Connect with Adolescent
Close%20button 2

Why I decided to illustrate the feeling of being a woman

Aug. 1, 2017
Avatar panteha abareshi illustrator 2.jpg795bd85a 0fc3 4a78 925b 690cc1ef3b76

It has always been a seemingly incapable feeling for me—that my appearance and my body are primarily for the consumption of others. I’ve embraced the “dress for yourself” mentality for years and years now, but I mean this in a deeper and much more sinister sort of way. From a very young age, I felt as though the blatant sexualization of the female body was meant to be a sort of milestone that young girls should aspire to. I was made to feel that when I started being seen an object, as something to be held and to be had, it would mean I had blossomed and entered womanhood. It was like a rite of passage: like I was suddenly fulfilling my purpose as a woman (or starting on the path) now that I was appealing to the opposite sex. Even as I consciously fight against it today, I cannot escape the overwhelming sensation of being served up like a suckling pig, a ripe, red apple in my mouth, for society—and, more specifically, for men. It is so painfully dehumanizing to be stripped down to nothing but a body and, even beyond that, just a sum of body parts. The misogyny and violence that are fundamentally intertwined with this (hyper)sexualization only perpetuate and “excuse” sexual assault, victim-blaming, violence and discrimination against trans* women and those who are gender-nonconforming. This is the demand placed upon women and their bodies: the aggressive expectation that we serve ourselves up, with willing eagerness, to be torn apart and consumed. 

 

I made this piece to capture all of the emotions I have surrounding this topic. I especially wanted to create this work because I identify with the spectrum of aromanticism and asexuality: because of this, it is very easy for me to separate the human form from sexualization, even in situations of intimacy. The (hyper)sexualization of women, this engrained notion that close + bodies = sexual, often serves as a barrier to human closeness. Seeing women sexualized in distinctly non-sexual situations makes me so angry and so intensely uncomfortable. It is very difficult and upsetting for me to be made to feel like my body is never safe from the prying eyes of those around me.

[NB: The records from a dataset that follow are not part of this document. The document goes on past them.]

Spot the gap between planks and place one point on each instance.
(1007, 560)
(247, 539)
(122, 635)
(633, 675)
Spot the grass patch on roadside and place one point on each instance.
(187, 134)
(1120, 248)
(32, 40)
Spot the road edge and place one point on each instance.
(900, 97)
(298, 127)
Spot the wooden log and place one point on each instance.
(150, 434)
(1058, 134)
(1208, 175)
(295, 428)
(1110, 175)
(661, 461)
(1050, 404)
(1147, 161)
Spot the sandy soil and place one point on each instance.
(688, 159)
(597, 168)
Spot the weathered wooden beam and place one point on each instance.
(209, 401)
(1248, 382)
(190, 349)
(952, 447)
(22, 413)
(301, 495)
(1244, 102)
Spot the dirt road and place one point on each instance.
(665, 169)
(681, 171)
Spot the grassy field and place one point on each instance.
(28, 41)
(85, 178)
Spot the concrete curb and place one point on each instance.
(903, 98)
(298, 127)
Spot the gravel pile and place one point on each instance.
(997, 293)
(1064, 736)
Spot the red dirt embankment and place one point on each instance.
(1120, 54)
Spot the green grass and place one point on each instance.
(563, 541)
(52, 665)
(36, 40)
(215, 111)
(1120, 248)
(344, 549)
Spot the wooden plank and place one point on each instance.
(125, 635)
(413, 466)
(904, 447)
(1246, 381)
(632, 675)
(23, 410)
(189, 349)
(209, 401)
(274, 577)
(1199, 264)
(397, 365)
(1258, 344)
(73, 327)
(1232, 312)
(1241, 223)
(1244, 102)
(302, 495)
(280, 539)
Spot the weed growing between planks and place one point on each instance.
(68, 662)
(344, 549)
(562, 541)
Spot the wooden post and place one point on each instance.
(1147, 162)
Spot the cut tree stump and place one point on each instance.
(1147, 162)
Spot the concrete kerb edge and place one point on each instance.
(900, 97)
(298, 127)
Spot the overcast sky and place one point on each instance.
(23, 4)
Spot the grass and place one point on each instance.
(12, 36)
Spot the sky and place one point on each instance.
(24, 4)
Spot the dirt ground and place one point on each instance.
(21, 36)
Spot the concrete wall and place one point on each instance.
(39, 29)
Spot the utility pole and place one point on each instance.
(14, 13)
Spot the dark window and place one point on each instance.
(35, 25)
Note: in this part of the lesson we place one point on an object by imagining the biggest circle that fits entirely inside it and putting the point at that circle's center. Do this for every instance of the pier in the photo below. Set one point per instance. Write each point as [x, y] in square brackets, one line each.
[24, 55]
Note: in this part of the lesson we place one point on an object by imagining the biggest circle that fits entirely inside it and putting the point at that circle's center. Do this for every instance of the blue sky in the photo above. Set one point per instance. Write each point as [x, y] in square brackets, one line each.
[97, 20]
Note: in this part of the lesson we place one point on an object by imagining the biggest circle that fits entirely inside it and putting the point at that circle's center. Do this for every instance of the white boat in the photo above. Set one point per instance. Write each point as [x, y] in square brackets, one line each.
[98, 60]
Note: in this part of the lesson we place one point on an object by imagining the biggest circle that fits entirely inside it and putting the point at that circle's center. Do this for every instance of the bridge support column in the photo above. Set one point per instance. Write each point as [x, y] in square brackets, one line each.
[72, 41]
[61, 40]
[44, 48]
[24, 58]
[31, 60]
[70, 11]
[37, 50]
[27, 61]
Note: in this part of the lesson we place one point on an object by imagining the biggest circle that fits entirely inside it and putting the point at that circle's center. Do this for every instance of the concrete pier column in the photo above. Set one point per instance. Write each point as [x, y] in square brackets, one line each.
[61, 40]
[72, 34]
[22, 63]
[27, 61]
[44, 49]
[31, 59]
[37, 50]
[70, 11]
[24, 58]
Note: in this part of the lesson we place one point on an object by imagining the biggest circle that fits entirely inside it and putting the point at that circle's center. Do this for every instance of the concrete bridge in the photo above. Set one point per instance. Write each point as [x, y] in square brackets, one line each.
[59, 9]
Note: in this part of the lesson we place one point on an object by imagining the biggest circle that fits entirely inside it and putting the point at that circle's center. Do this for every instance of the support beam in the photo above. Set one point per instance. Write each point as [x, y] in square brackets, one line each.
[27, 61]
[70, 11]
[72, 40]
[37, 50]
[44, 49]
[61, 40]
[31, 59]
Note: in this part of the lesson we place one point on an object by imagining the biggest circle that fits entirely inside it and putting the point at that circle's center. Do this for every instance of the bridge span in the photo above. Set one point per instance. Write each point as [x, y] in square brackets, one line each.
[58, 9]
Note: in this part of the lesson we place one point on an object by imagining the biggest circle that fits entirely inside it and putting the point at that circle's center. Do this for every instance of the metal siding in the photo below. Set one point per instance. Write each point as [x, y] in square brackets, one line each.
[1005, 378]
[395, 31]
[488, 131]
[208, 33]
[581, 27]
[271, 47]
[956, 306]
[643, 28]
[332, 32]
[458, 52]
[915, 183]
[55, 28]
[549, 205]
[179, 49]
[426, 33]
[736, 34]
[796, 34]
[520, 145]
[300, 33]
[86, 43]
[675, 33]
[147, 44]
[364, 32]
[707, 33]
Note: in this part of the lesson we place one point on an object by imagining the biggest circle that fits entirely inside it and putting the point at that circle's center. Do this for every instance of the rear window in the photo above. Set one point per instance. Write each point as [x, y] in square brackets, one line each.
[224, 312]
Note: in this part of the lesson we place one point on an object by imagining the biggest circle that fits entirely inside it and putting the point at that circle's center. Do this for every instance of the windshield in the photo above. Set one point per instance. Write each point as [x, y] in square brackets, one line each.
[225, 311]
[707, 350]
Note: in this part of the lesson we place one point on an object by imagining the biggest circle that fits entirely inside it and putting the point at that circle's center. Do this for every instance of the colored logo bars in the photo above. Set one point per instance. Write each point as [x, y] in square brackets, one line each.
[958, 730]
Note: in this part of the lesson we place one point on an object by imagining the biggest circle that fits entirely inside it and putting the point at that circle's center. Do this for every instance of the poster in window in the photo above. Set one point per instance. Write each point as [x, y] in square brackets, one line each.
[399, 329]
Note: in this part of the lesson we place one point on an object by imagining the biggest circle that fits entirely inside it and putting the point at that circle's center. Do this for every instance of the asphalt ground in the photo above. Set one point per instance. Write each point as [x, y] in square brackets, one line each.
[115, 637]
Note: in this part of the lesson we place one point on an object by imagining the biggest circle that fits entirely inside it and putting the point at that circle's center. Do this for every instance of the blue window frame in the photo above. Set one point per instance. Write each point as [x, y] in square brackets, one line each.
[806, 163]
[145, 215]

This has been something that women have dealt with and fought against since, honestly, as far back as human history goes. But in today’s society, this aggressive sexualization feels like a wild animal that we must constantly try to outrun. It pounces on us, and it rips us to pieces, devouring our bodies with a ravenous and incapacitating greed. 

And so I assert this statement with this piece: I will not be consumed. I will not be had. I am not yours to eat.